January 9th, 2010


In my garden this morning (before breakfast)

We are well placed for wildlife here, as those of you who've visited know -- nature reserve behind us and the wide space of the Cambridge airfield as a next-door neighbour. But the hunt for food in the snow is causing our local wildlife to range further and later. This morning, while washing-up, the garden was visited not simply by many of our usual birds -- pigeons, collared doves, blackbirds and the robin (who has taken up near-residence in our big St John's Wort bush) -- but by the cock pheasant, which fascinated Mooncat, a timid little muntjac deer, and, most surprisingly, the local vixen. She rarely comes this far: I mostly see her at the other end of the nature reserve, and from her behaviour she was interested in that pheasant. She's a lovely thing: rich red fur and a splendid brush. (Our foxes are proper healthy rural foxes, thankfully, and there is so much food for them most of the time what with the rabbits and so on that they rarely bother trying dustbins.) I didn't have a chance at a photograph, sadly, but it was fascinating to watch her trot about, nose following the pheasant trail.
Foxes are part of the rhythm of this road. My former neighbour V used to feed them at the other end of the reserve. We all tell each other when we see one of them -- almost always the vixen. The dog fox, who is huge, does not bother with our gardens, but, as the end house, I very occasionally see him on the airfield at dusk. I do wonder, though, if any of the local foxes are the adult version (or the child) of the very young cub whose mother left him in our garden to play one morning many years ago. He or she was a ball of red fluff with huge ears and paws, who spent a happy half hour killing dead leaves and pouncing on imaginary rabbits until his mother came to collect him. Caspian watched in fascination from the window, occasionally observing to me that he could deal with this intruder (we denied this: Sir was a small cat and vixens do not appreciate interference with their cubs). If we've ever cub-sat again, I haven't known about it, but that cub is one of my best memories of this house, and one of the reasons I don't want ever to have to leave it.

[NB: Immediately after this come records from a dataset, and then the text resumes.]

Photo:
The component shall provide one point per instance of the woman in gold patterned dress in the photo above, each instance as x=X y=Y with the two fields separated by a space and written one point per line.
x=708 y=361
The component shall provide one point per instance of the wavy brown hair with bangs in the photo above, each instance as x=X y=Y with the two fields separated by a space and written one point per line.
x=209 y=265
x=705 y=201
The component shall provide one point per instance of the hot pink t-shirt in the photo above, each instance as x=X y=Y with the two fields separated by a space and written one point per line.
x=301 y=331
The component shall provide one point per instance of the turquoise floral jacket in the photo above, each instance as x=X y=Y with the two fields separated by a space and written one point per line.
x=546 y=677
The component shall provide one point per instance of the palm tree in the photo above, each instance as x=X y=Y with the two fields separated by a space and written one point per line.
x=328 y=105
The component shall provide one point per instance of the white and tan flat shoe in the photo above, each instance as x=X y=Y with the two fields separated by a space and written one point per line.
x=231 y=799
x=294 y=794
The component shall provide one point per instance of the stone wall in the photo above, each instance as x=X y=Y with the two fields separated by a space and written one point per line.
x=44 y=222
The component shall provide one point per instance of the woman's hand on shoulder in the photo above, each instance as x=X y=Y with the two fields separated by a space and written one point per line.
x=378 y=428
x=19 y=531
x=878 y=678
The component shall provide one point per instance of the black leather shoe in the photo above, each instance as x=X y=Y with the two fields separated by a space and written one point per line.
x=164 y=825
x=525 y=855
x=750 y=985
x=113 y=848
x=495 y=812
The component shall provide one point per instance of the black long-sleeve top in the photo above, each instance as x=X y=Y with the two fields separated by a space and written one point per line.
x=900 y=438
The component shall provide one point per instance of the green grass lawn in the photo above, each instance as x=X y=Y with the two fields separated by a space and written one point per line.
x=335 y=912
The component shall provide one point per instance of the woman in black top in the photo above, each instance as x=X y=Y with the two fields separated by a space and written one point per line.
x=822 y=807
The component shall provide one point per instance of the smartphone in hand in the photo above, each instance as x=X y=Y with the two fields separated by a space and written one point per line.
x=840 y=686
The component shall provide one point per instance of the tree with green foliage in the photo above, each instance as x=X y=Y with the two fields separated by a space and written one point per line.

The Grass King's Concubine is finally done. Every last line revised and reviewed, format sorted, pages numbered and headed and so forth. It runs just over 147,000 words, which seems odd to me, as I kept thinking, while writing it, that it was too short in the middle. That's a bit longer than Living With Ghosts, but at present that seems to be the length it wants to be -- I cut quite a lot as I went along anyway.
It's okay, I think, after all (although I still have my doubts about chapter 21. Not to be trusted, that one.) Now it goes out into the world (or to the Appropriate Authorities, at least). I hope they like it. Ferret women aren't to everyone's taste (though I like them).

And even better, weather permitting, I should get the marquis back later today.
Now all I need to do is have lunch and clean the kitchen.